Abacus Semiconductor Corporation is a fabless semiconductor company that designs and engineers processors, accelerators and smart multi-homed memories for use in supercomputers and in the backend for Artificial Intelligence and Machine Learning (including Large Language Models such as ChatGPT and GPT-4) as well as traditional High Performance Compute (HPC) applications.

Many attempts have been made to escape the bottlenecks imposed by the von Neumann architecture, and while todays' CPU cores deploy a Harvard architecture to separate out instruction and data caches, no effort has been made to resolve the scale-out problem. Abacus Semiconductor Corporation has developed a beyond-von-Neumann and beyond-Harvard CPU architecture.

With that architecture we address the more-than-order of magnitude gap between the theoretical peak performance of supercomputers and the real-life performance that users of today's supercomputers experience.
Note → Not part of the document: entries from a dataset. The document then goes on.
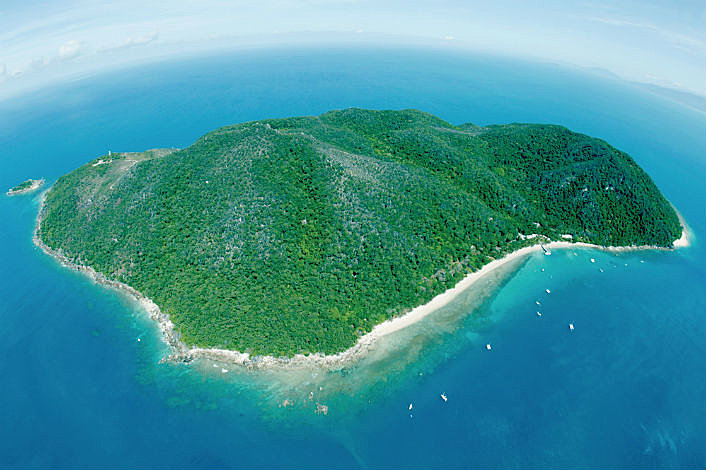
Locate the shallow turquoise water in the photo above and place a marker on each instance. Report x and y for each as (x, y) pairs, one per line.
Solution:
(626, 388)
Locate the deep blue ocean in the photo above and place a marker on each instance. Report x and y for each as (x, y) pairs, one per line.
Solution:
(626, 388)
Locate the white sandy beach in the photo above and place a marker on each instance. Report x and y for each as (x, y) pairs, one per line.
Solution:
(185, 354)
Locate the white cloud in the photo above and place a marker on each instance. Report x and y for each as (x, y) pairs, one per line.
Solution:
(680, 41)
(69, 50)
(141, 39)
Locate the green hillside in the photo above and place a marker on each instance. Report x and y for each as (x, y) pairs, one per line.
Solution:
(299, 235)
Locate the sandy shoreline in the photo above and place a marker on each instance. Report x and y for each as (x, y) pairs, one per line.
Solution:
(36, 184)
(182, 353)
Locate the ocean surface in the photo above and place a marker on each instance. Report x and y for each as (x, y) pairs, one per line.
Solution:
(80, 383)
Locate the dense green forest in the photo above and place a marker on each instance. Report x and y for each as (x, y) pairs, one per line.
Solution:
(299, 235)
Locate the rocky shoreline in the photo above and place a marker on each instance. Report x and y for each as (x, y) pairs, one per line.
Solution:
(182, 353)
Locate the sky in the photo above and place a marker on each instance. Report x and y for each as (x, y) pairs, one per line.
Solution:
(661, 42)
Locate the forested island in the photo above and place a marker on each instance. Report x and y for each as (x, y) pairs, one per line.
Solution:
(299, 235)
(25, 187)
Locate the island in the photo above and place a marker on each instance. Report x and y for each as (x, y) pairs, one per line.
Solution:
(297, 237)
(25, 187)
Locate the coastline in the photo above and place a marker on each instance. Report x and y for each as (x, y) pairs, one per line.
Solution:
(182, 353)
(36, 184)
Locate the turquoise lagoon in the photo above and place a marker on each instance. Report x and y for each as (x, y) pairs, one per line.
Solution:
(626, 388)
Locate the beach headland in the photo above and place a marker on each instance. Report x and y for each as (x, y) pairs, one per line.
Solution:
(183, 353)
(25, 187)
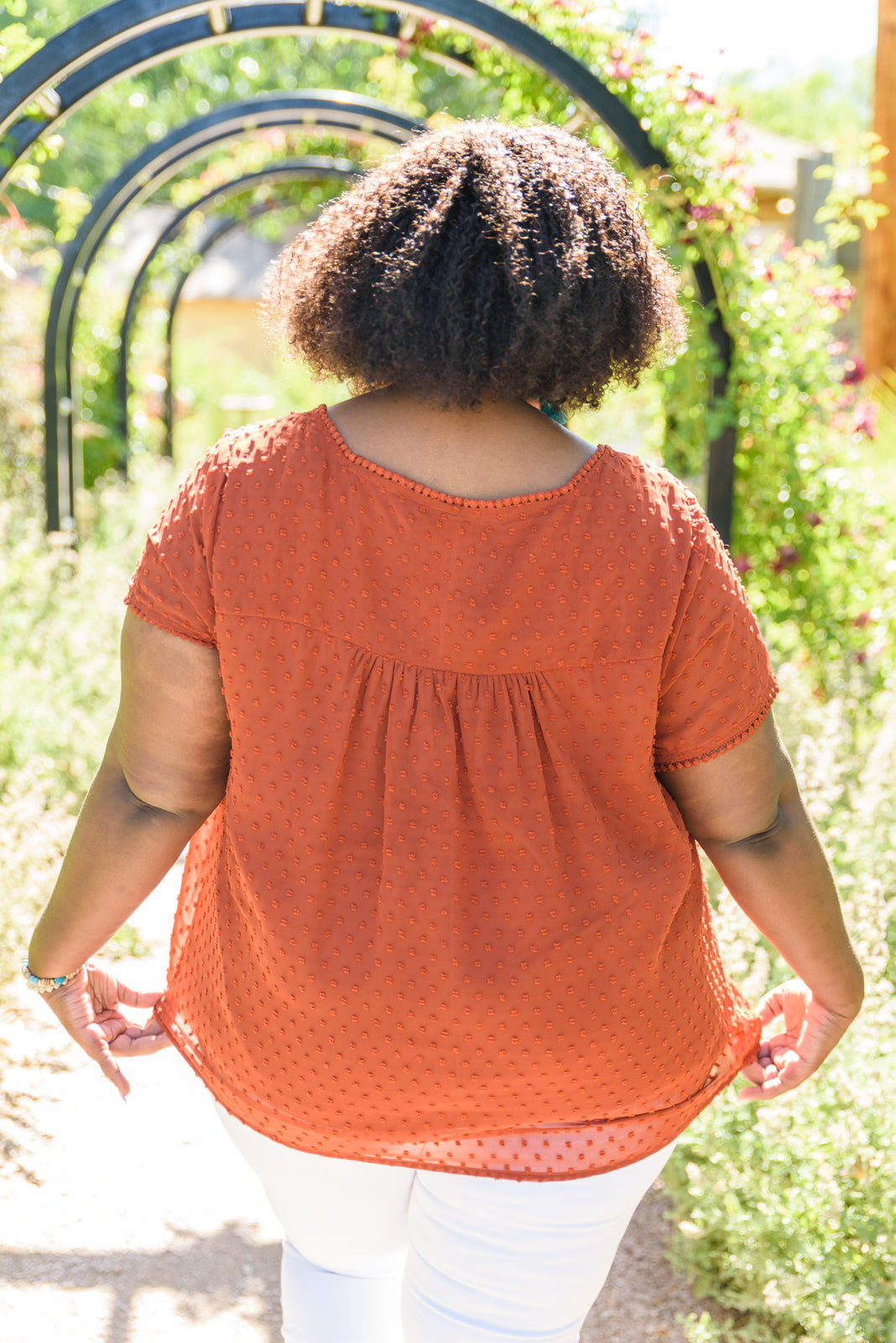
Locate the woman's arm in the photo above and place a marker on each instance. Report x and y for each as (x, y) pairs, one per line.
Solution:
(163, 774)
(746, 813)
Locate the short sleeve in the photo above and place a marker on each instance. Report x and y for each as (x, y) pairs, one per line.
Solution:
(172, 586)
(716, 682)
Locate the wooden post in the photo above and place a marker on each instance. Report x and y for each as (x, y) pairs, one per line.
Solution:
(879, 245)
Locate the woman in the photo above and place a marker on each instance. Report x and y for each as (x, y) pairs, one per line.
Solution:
(443, 698)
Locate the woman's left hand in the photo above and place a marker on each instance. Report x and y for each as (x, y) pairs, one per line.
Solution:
(89, 1009)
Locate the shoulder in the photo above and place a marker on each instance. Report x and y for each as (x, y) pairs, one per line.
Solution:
(649, 490)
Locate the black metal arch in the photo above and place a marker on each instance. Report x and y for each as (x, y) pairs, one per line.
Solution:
(291, 170)
(130, 35)
(342, 113)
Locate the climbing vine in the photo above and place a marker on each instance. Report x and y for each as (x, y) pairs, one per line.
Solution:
(810, 546)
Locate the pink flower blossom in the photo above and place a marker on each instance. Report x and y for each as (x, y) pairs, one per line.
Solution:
(866, 418)
(788, 557)
(835, 295)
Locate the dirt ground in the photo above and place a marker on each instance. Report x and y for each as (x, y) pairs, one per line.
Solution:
(138, 1222)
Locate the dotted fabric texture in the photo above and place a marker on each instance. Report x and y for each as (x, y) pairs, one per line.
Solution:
(445, 915)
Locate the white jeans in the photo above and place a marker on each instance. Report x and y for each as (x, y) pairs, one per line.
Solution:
(387, 1255)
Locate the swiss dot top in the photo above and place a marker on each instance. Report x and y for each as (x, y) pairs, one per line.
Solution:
(447, 915)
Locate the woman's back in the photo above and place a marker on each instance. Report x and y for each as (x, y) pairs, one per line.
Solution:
(495, 452)
(443, 830)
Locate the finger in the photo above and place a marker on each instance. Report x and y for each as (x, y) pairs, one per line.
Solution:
(138, 997)
(94, 1045)
(137, 1047)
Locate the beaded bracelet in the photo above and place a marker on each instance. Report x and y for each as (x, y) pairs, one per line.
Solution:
(46, 986)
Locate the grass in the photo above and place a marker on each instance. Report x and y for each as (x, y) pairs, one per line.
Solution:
(60, 613)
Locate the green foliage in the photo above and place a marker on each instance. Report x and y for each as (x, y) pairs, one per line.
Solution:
(60, 613)
(832, 104)
(788, 1209)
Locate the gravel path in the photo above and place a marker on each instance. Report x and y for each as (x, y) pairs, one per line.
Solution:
(140, 1224)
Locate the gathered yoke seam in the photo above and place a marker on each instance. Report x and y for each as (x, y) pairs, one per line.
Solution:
(428, 666)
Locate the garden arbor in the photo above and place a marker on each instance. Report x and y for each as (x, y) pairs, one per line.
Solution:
(132, 35)
(294, 170)
(338, 112)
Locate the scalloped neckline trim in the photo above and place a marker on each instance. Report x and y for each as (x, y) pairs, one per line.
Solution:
(457, 500)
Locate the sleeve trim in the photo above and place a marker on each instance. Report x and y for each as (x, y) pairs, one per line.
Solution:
(152, 618)
(663, 767)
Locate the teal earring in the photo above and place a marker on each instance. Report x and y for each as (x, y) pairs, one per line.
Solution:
(555, 413)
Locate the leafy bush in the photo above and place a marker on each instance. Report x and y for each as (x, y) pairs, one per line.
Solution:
(788, 1209)
(60, 613)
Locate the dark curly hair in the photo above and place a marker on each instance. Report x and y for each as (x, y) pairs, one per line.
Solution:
(482, 261)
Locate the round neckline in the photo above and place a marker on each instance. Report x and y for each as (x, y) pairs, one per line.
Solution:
(457, 500)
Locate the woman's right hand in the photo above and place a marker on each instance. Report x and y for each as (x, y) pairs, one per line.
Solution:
(89, 1009)
(809, 1034)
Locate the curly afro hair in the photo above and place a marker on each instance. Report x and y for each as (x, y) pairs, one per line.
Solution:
(481, 262)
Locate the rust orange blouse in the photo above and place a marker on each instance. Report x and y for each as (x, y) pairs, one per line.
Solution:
(447, 917)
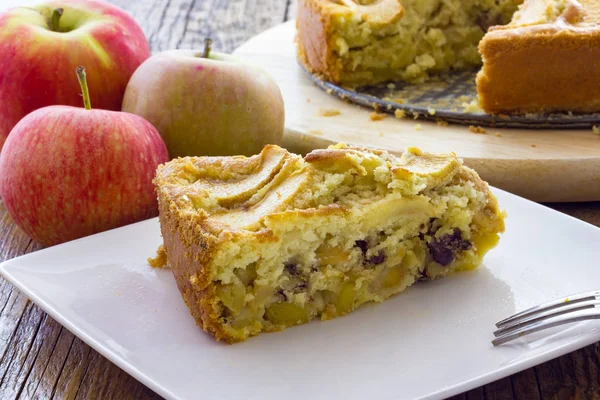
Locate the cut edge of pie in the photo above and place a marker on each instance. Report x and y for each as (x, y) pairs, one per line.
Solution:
(538, 55)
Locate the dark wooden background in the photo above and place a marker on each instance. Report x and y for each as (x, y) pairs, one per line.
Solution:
(40, 359)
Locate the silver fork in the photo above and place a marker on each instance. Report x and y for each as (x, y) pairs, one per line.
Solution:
(574, 308)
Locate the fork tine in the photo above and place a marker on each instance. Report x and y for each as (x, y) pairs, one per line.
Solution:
(551, 305)
(517, 324)
(546, 324)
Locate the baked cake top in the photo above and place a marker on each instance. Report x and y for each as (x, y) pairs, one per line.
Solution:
(240, 193)
(541, 16)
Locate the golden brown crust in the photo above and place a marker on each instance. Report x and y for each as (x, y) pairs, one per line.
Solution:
(313, 23)
(189, 249)
(530, 71)
(194, 237)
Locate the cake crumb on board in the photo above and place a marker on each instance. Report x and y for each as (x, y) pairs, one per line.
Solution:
(400, 114)
(329, 112)
(477, 129)
(375, 116)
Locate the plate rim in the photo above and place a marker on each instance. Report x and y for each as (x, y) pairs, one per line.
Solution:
(571, 345)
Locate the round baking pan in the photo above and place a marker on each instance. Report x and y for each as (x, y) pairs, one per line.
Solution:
(449, 97)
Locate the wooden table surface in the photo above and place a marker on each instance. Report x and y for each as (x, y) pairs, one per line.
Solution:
(40, 359)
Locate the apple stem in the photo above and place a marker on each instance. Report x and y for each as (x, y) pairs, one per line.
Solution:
(207, 45)
(55, 19)
(84, 89)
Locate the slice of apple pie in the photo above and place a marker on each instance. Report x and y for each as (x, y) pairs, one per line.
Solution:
(263, 243)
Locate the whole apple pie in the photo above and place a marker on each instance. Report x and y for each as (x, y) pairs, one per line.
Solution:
(537, 55)
(263, 243)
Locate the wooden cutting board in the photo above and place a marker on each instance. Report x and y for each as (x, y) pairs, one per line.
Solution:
(542, 165)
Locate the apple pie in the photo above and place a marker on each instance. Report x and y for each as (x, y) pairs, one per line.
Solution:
(263, 243)
(538, 56)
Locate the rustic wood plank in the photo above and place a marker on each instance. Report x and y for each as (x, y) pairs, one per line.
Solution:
(174, 24)
(525, 385)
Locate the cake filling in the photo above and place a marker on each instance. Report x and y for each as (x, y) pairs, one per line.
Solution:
(426, 37)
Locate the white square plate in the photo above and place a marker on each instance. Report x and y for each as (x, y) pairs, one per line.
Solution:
(430, 342)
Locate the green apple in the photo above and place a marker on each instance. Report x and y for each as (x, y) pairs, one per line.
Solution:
(207, 103)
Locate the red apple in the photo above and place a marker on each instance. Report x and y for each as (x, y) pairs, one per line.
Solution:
(40, 49)
(68, 172)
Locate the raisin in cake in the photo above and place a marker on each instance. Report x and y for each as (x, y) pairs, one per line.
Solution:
(538, 56)
(262, 243)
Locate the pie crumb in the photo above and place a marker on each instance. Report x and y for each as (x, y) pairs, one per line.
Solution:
(160, 260)
(329, 112)
(472, 106)
(477, 129)
(375, 116)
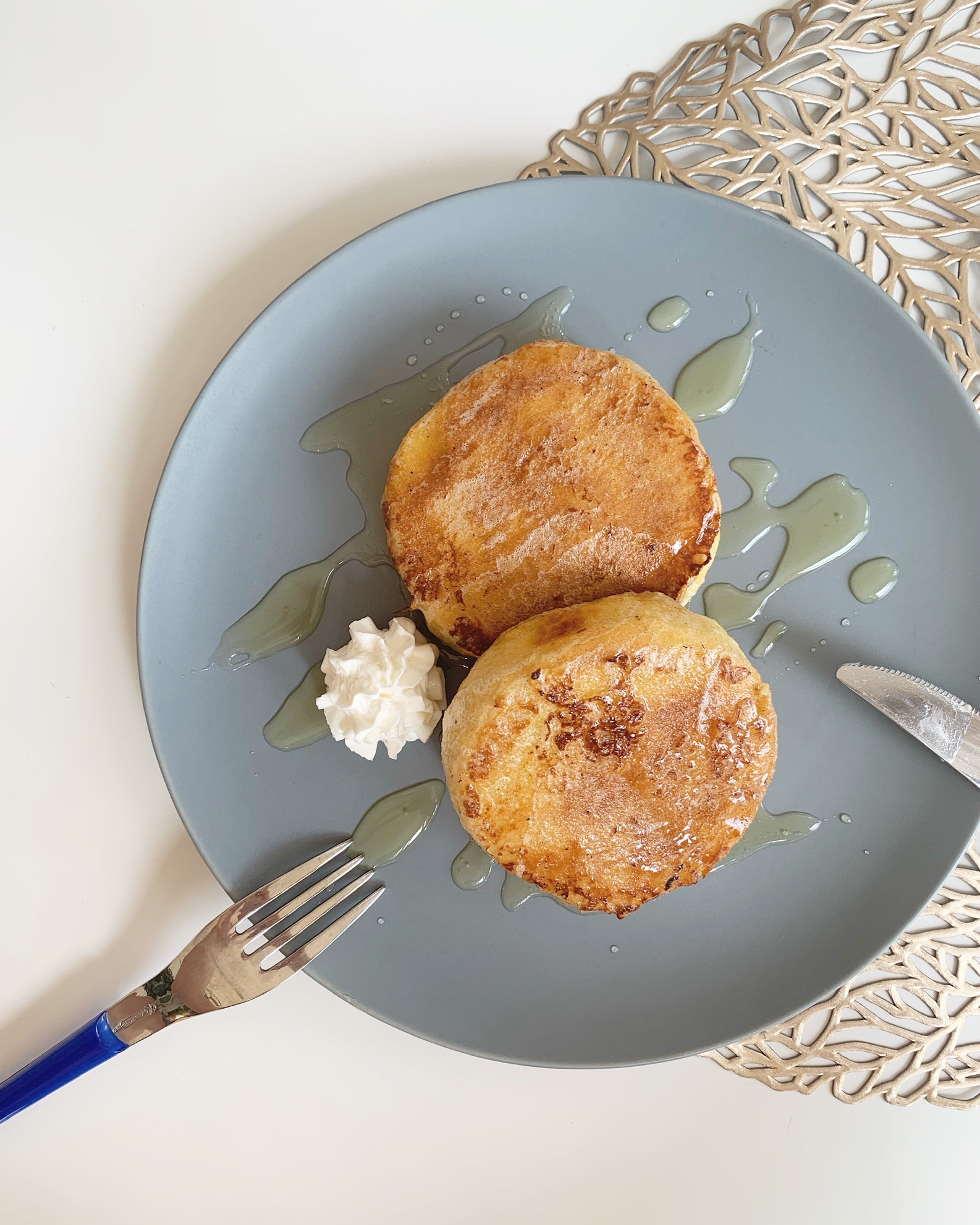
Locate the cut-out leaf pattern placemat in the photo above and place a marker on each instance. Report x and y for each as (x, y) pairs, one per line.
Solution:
(858, 123)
We have re-engineered the processors and accelerators as well as the memory that make up the foundation of HPC and of the infrastructure that is used to create Large Language Models for AI such as GPT. We think that the underlying limitations are not in the Instruction Set Architecture (ISA) nor the accelerators themselves. The limitations clearly are in the underlying architecture.

Server on a Chip

Server-on-a-Chip

Abacus Semiconductor has developed a Server-on-a-Chip that makes building a server cheaper, allows for higher integration, and that follows the same principles that have been successful before, namely in smart phones and in tablets (and mainframes of the past). We believe that offload engines in hardware and with proper firmware support provide for a better energy-efficiency of compute than a homogeneous cluster of host CPUs. This processor can be used for web services, file services and high-transaction applications as well as in traditional (i.e. disk-based) and in-memory database applications. We have added virtualization hardware to the CPU cores and the IOMMU so that they can be used in fully virtualized environments. It can be used in any LAMP environment without recompiling of code, and as a file server or the core of a storage appliance. The Server-on-a-Chip supports both DDR5 DIMMs and our HRAM.

HRAM

HRAM

Today's processors and GPGPUs rely on the same outdated concept that we have seen for the past 30 years. In essence, the memory subsystem has no built-in smarts. As a result, the performance, security and shareability of the memory subsystem is very limited. The CPU's or GPGPU's DRAM Controller has to manage all memory transactions, and as such, these memory controllers are very specific to the type of memory they were developed for. We believe that this is a mistake. Memory is just a resource, and it should be managed by the memory subsystem, and not by the CPU or GPGPU. We call our solution Heterogeneous Random Access Memory or HRAM. It consists of multiple types and hierarchies of memory, and the HRAM as an intelligent multi-homed memory subsystem contains all controllers needed. There is no need for any kind of memory controller to be present in the processor or accelerator.

Application Processor

Application Processor

This processor family is targeted towards general-purpose processing that requires cache-coherent Terabyte-size main memory. Its main target are the orchestration of tasks that are either distributed to other processors or specific accelerators in large-scale applications. It is intended to serve as the main processor that controls application program flow and distributes tasks to other processors or accelerators in HPC and in Big Data as well as in Artificial Intelligence (AI) and Machine Learning (ML) workloads. For the time being, its hardware will be identical to the Database Processor, but it will ship with different firmware.

Database Processor

Database Processor

This processor is targeted towards ultra high-frequency transaction and large-scale database applications, web services, and all other integer-only applications that require cache-coherent Terabyte-size main memory. Large-scale in-memory databases such as ScyllaDB benefit from the internal and external bandwidth of this processor, the multi-homing of the memory, and the scalability of the solution. It is a processor and an accelerator in one, and for the time being, its hardware will be identical to the Application Processor. It will use a different firmware than the Application Processor.

Math Processor

Math Processor

We believe that the current math coprocessor concept does not work as effectively and efficiently as it could. While GPGPUs have helped tremendously, there are inherent limitations in GPGPU-accelerated compute. Among others, these are effectively all SIMD engines, and while there are a few thousand of them on a single die, they are not optimized for many mathematical operations that reflect the physical problems that HPC users need to solve. Most GPGPU compute today is predicated on CUDA, and that is a captive and proprietary solution. We prefer open source programming frameworks such as openCL and openACC. In our experience, open source frameworks lead to better quality of code, greater width and depth of solutions, and ultimately better adoption. We have made life easier for programmers and for users with our built-in matrix and tensor math functions as well as for all transforms, such as Fourier transforms.